Peter Knottenbelt, head of the department of mining engineering at the University of Johannesburg, believed the figure of 85% raises troubling questions. ‘Are we the exporter of skills? Are we educating for the world?” he asked. ‘We should be educating for South Africa.”

Professor Frederick Cawood, head of the Wits school of mining engineering, said he was aware that the industry experiences the skills shortage in different ways but ‘we experience it at the school — in trying to fill our high-level positions”. ‘It is increasingly challenging to find qualified lecturers,” he said.

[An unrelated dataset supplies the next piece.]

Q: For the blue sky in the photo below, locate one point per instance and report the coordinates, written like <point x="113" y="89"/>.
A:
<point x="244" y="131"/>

Sven Lunsche, Gold Fields spokesperson, said the company has incentives to keep engineers in the country. ‘We try to incentivise them with things such as share options and bonus schemes — We also give them interesting projects to work on.”

But as an international company Gold Fields can accommodate local mining engineers on overseas projects. ‘If they want to leave, we can give them that option,” said Lunsche.

But, Burmeister said, ‘a retention strategy is certainly something we need to look at”. We cannot stop training mining engineers simply because they might leave, he said.

Jeremy Michaels, spokesperson for the department of minerals and energy, said the department is ‘extremely concerned about the shortage of skills in the mining sector. It is obviously crucial for the sustainability of the sector for us to develop and reclaim the necessary skills.”

He said the government, business and labour have been working jointly on a strategy ‘for sustainable growth and meaningful transformation of the industry”. ‘Skills are a priority and a comprehensive strategy” will be finalised by the end of this month.